What have we seen? One of the fields $R/\mathfrak p_i$ must be equal (isomorphic, actually) to $\Bbb F(3^{16})$. But in view of the wonderful formula $\sum_ie_if_i=n=[K:\Bbb Q]$, where the $e$’s are the ramification indices and each $f_i$ is the degree of $R/\mathfrak p_i$ over $\Bbb F(3)$, you see that there is only one $\mathfrak p$, namely the first one. Thus the decomposition is $(3)=\mathfrak p$.
The upshot? Yes, $3$ is still irreducible in $R=\Bbb Z[\eta]$.

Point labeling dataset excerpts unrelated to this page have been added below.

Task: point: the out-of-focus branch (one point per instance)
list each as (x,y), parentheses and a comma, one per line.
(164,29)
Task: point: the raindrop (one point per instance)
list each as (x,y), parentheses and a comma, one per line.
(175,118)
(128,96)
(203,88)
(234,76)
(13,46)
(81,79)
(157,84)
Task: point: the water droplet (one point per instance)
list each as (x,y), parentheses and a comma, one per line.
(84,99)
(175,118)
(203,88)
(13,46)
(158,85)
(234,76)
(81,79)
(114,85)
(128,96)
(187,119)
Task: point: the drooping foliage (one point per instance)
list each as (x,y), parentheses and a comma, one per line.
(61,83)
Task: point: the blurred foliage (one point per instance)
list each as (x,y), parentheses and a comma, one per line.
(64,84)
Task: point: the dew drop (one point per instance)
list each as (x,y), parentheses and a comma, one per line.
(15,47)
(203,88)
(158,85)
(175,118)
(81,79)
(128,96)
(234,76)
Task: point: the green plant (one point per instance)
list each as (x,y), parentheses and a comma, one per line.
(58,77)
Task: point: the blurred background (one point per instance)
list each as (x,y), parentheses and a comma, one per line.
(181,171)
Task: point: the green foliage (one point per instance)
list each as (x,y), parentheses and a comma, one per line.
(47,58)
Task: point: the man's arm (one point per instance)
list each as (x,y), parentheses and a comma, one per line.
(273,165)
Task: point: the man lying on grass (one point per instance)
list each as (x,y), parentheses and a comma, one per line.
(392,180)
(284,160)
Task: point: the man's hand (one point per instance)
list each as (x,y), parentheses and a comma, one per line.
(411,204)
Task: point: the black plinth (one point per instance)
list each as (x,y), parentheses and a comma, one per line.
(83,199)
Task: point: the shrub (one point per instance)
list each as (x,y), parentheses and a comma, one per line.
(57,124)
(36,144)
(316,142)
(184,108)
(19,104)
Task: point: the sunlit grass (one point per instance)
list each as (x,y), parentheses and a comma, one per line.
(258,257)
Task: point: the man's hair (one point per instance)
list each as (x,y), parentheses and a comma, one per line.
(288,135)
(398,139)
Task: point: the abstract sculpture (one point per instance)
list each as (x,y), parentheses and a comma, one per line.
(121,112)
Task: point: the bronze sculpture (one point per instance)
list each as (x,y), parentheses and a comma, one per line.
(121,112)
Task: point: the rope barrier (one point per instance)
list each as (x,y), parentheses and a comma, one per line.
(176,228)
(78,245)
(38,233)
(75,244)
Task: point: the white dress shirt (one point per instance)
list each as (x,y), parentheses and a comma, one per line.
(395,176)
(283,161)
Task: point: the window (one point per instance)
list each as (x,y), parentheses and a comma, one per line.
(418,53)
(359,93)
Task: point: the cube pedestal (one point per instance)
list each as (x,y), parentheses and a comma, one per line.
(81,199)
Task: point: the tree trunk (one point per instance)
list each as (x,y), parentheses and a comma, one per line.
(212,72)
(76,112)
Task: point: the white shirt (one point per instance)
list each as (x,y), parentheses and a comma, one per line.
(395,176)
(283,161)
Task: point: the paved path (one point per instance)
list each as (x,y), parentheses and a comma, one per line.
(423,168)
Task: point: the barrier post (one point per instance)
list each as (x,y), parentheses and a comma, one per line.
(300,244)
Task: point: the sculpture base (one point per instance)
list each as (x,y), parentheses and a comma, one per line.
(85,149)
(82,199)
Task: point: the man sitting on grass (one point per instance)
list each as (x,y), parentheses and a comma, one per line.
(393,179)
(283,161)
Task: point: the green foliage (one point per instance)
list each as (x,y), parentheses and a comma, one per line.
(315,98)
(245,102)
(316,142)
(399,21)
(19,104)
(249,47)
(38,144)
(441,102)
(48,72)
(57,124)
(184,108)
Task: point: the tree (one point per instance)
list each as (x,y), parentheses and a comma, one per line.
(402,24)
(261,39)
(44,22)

In general, I guess you want to look at the norm and hope it's a prime number. To check whether prime numbers stay prime, we can actually say precisely what happens. Namely, the splitting behaviour of $p$ in $\mathbb Z[\eta]$ is the same as that of the minimal polynomial of $\eta$ (i.e. the cyclotomic polynomial) modulo $p$.
Let's say $n$ is prime, e.g. $n = 17$. Then $p$ is unramified for all $p \neq n$, and the inertia degree is the order of $p \in (\mathbb Z/n)^{\times}$. On the other hand, $n\mathbb Z[\eta] = (1 - \eta)^{n-1}$.
For the case $p \neq n$, use the discriminant or the fact that $x^n - 1$ is separable modulo $p$. Moreover, if we decompose $x^{n-1}+\ldots+x+1 = g_1\cdots g_r$ into irreducible factors, then each $g_i$ is the minimal polynomial of a primitive $n$-th root of unity $\zeta\in\overline{\mathbb F_p}$, and $\mathbb F_p(\zeta) = \mathbb F_{p^m}$ for some $m\in\mathbb N$. Hence $\deg(g_i) = [\mathbb F_p(\zeta) : \mathbb F_p] = m$ is minimal such that $\mathbb F_{p^m}^{\times}$ has an element of order $n$, i.e. $n|(p^m-1)$, which is the same as $p^m \equiv 1 \bmod n$. We obtain the isomorphism $$\mathbb Z[\eta]/p \cong \mathbb Z[x]/(p,x^{n-1}+\ldots+x+1) \cong \mathbb F_p[x]/(x^{n-1}+\ldots+x+1) \cong \prod_{i=1}^r \mathbb F_p[x]/g_i,$$ which actually restricts to $\mathbb Z[\eta]/\mathfrak p \cong \mathbb F_p[x]/g_i$ for $\mathfrak p | p$, so $\deg(g_i)$ is indeed the inertia degree. In fact, the prime decomposition will be $p\mathbb Z[\eta] = \prod_{i=1}^r (p,f_i(\eta))$ for $f_i \equiv g_i \bmod p$.
It remains to answer the extremely difficult question what the order of $3 \in (\mathbb Z/17)^{\times}$ is. Apparently, it is indeed a primitive root modulo $17$, so $3$ will be prime in $\mathbb Z[\eta]$.